Suppose information on sex for the four persons in Dataset 1 are in a separate file, Dataset 2. If you need a person's age and sex for your analysis, you will have to merge the two files.

Dataset 2
person sex
A male
B female
C male
D female

Here's what you must know about the two datasets you are about to merge.

  • What is the identifier variable on which the files should be combined?
  • Is each observation (row) of the identifier variable unique? In other words, does each row value for the identifier variable occur only once? The answer to this question matters for how you would merge the two datasets, as you will see.

Let's evaluate the two items above in turn.

  • Since we wish to combine data on a person's age and data on a person's sex, the identifier variable is person.
  • In Dataset 1, each person appears only once, so person uniquely identifies each person in the dataset. Likewise for Dataset 2. This means that we should perform a one-to-one merge of the two datasets based on person.

Before merging, it is good practice to verify whether or not your identifier variable/s is/are unique across observations with duplicates report. Here you would type duplicates report person.

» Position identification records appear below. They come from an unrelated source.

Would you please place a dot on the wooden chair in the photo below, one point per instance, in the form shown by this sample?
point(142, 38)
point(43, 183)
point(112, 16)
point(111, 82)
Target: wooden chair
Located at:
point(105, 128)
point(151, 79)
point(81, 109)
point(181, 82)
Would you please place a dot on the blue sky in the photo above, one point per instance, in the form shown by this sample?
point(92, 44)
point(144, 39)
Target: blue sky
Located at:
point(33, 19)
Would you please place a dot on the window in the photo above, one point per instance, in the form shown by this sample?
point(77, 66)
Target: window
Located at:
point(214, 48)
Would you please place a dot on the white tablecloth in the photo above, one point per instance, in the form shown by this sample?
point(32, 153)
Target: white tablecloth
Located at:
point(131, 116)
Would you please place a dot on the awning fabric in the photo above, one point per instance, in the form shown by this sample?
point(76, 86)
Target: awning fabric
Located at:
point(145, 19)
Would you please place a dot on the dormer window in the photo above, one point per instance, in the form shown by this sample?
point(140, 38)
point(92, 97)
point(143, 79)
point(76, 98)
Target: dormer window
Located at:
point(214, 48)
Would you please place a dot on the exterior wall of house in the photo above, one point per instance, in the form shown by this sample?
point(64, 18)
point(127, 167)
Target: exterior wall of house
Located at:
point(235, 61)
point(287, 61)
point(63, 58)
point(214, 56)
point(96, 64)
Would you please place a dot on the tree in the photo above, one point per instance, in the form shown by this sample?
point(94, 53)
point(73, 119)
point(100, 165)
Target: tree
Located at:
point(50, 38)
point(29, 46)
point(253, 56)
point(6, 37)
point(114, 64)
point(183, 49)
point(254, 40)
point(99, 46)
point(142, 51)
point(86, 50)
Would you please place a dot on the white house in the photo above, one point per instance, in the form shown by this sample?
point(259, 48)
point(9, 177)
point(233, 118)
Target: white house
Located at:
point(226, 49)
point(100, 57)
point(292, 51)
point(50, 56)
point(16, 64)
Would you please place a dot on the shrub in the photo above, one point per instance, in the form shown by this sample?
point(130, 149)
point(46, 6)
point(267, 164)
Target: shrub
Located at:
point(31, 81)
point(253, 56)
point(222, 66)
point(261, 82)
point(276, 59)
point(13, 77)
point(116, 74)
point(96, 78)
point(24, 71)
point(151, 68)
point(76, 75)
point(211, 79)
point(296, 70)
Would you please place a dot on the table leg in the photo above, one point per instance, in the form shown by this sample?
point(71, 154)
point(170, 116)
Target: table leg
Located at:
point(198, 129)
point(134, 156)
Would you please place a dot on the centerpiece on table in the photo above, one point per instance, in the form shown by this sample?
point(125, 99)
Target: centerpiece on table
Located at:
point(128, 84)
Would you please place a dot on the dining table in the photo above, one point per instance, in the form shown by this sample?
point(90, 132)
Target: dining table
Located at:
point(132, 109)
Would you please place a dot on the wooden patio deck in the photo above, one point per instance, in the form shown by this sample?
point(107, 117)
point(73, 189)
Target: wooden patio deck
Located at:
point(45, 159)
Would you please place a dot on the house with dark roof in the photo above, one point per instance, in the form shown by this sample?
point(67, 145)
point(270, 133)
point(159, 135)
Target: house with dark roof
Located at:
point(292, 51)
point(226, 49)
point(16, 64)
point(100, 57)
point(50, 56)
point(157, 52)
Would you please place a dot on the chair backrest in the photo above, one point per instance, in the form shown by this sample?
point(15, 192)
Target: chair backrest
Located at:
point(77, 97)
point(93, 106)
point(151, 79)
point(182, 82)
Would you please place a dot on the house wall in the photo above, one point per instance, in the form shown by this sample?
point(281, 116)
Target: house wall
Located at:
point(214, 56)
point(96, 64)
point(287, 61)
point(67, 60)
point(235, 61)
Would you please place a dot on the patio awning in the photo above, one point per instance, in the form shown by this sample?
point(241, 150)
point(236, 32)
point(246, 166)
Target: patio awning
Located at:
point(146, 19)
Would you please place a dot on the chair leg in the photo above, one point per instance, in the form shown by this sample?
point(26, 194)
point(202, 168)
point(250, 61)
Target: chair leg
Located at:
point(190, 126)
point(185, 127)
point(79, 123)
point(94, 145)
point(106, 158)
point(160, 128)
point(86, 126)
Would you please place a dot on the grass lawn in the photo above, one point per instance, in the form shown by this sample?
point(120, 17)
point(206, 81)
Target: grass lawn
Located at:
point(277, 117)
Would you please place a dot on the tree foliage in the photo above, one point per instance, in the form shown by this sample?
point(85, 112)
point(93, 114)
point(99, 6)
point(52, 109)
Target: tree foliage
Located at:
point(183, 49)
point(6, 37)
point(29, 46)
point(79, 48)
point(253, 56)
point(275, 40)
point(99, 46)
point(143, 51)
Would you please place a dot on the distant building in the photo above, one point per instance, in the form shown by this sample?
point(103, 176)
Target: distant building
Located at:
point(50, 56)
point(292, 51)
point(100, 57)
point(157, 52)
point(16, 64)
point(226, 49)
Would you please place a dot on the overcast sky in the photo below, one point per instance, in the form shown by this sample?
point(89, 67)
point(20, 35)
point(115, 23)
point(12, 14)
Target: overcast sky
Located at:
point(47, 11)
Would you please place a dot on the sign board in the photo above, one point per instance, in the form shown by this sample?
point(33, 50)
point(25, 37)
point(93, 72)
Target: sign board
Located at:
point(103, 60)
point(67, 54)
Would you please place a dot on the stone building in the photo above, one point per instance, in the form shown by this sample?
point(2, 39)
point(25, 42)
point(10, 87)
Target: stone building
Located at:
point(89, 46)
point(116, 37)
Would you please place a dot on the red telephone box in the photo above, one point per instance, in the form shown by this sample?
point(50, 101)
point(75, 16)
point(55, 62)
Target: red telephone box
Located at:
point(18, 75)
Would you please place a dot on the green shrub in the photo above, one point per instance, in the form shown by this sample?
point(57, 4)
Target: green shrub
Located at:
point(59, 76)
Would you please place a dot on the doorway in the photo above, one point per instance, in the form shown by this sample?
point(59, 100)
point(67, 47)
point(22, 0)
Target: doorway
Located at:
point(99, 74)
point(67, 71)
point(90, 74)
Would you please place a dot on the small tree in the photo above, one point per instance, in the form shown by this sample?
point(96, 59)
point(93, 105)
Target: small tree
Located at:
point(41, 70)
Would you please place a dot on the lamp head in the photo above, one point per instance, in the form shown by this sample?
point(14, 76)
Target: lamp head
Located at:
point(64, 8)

Here's what we want to do:

Dataset 1
Dataset 2
Merged data
person age
A 21
B 57
C 35
D 23

+

person sex
A male
B female
C male
D female

=

person age sex
A 21 male
B 57 female
C 35 male
D 23 female

And here's how to do it (assuming Dataset 1 and Dataset 2 are stored as dataset1.dta and dataset2.dta respectively):

use dataset1, clear
merge 1:1 person using dataset2

In Stata parlance, the dataset that is currently open is called the master dataset. The dataset that you would like to add to the currently open dataset is the using dataset. In this example dataset1 is the master dataset while dataset2 is the using dataset.

When you're done executing the merge command, you will notice that a new variable called _merge has been generated. This variable describes the outcome of the merge, as follows:

  • Observations for which _merge == 1 existed only in the master dataset but not the using dataset. These observations were therefore not merged.
  • Observations for which _merge == 2 existed only in the using dataset but not the master dataset. These observations were therefore not merged.
  • Observations for which _merge == 3 existed in both the using dataset and master dataset. These observations were therefore merged.

Stata automatically displays the frequency distribution of the values of _merge immediately following a merge command. For this example, you would see something like this:

     Result                           # of obs.
     -----------------------------------------
     not matched                             0
     matched                                 4  (_merge==3)
     -----------------------------------------

Alternatively, just type tabulate _merge.


What if persons are NOT unique across observations? This situation arises, for example, in a longitudinal survey where people are tracked over time. Say you have two years' worth of data on people's state of residence (Dataset 3) to which you want to add data on sex.

Dataset 3
Dataset 2
Merged data
person year state
A 2010 CA
A 2011 TX
B 2010 OR
B 2011 OR
C 2010 IN
C 2011 CA
D 2010 MI
D 2011 OR

+

person sex
A male
B female
C male
D female

=

person year state sex
A 2010 CA male
A 2011 TX male
B 2010 OR female
B 2011 OR female
C 2010 IN male
C 2011 CA male
D 2010 MI female
D 2011 OR female

Since persons are not unique in Dataset 3 but are unique in Dataset 2, this is a many-to-one merge.

In Stata, the command for this is (assuming Dataset 3 and Dataset 2 are stored as dataset3.dta and dataset2.dta respectively):

use dataset3, clear
merge m:1 person using dataset2

If Dataset 3 and Dataset 2 switched places, then you would perform a one-to-many (1:m) merge.

For more information, see the Manipulating Data and Date/Time tutorials.

Note: The examples shown here are of 1:1 and m:1 merges (and its mirror image 1:m). It is also possible to do a many-to-many (m:m) merge, but this is best avoided. Usually if you think you need a m:m merge, chances are either your observations can be further aggregated to enable a 1:m/m:1/1:1 merge, or joinby is more appropriate.


Screencast produced by the Office of Digital Learning

append

Think of appending as stacking a dataset on top of another, or adding new rows to an existing dataset. For example,

Dataset 1
Dataset 4
Appended data
person age
A 21
B 57
C 35
D 23

+

person age
E 44
F 29
G 32
H 55

=

person age
A 21
B 57
C 35
D 23
E 44
F 29
G 32
H 55

The code to do this is

use dataset1, clear
append using dataset4